In the present study, we used positron emission tomography (PET) to measure regional cerebral blood flow (rCBF) in healthy volunteers while they performed a recognition memory task involving food and non-food pictures. The motivational significance of the food stimuli was systematically manipulated by requiring each subject to perform the memory task in both fasting and sated states. We conjectured that food items would be better remembered than non-food in the fasting state and that satiation would reduce this memory advantage. In light of previous data, we predicted that hunger-related modulation of memory for food items would be reflected in amygdala and orbitofrontal cortex activations (Rolls et al., 1989; Scott et al., 1995; Critchley and Rolls, 1996), and, moreover, that task-dependent interactions between responses in these regions would be observed (Schoenbaum et al., 1998;Baxter et al., 2000).

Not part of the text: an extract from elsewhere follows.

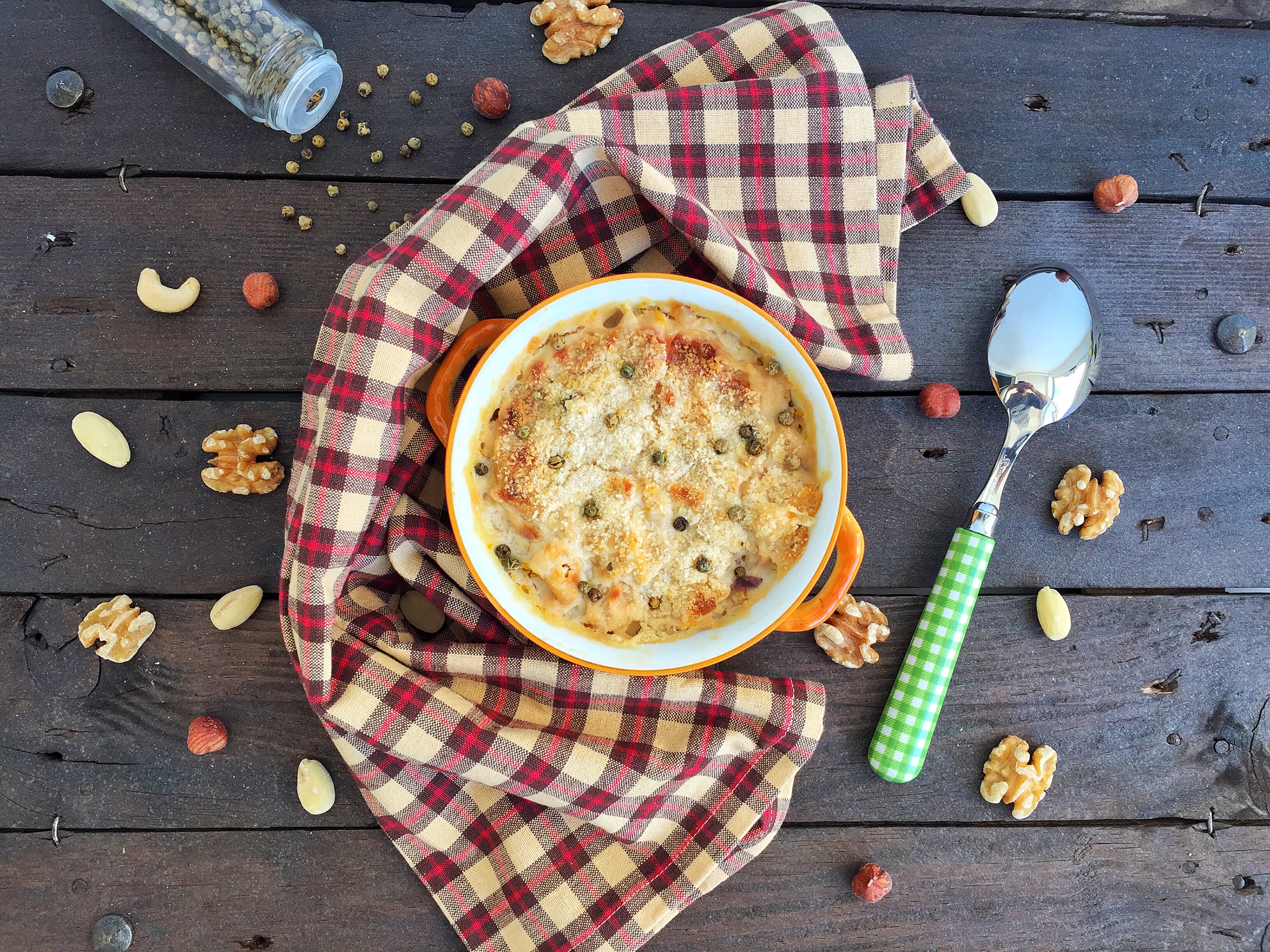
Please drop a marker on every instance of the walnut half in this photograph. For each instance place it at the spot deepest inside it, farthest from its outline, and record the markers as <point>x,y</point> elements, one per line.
<point>1010,776</point>
<point>576,27</point>
<point>1080,500</point>
<point>850,633</point>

On the basis of previous neuroimaging studies (Tataranni et al., 1999; Liu et al., 2000), we also predicted that neural activity in hypothalamus and insula would covary primarily with physiological state (i.e., hunger–satiety) rather than with stimulus category (food–non-food) or cognitive (memory) performance.
MATERIALS AND METHODS
Subjects. Ten right-handed volunteer subjects were recruited by advertisement. None of the subjects had any past history of neurological or psychiatric disorder (including eating disorders). All subjects were medication-free at the time of experiment. Table1 gives details of each subject's sex, age and body mass index. All subjects gave informed consent to the study, which was approved by the Ethics Committee of the National Hospital for Neurology and Neurosurgery and the United Kingdom Administration of Radioactive Substances Advisory Committee.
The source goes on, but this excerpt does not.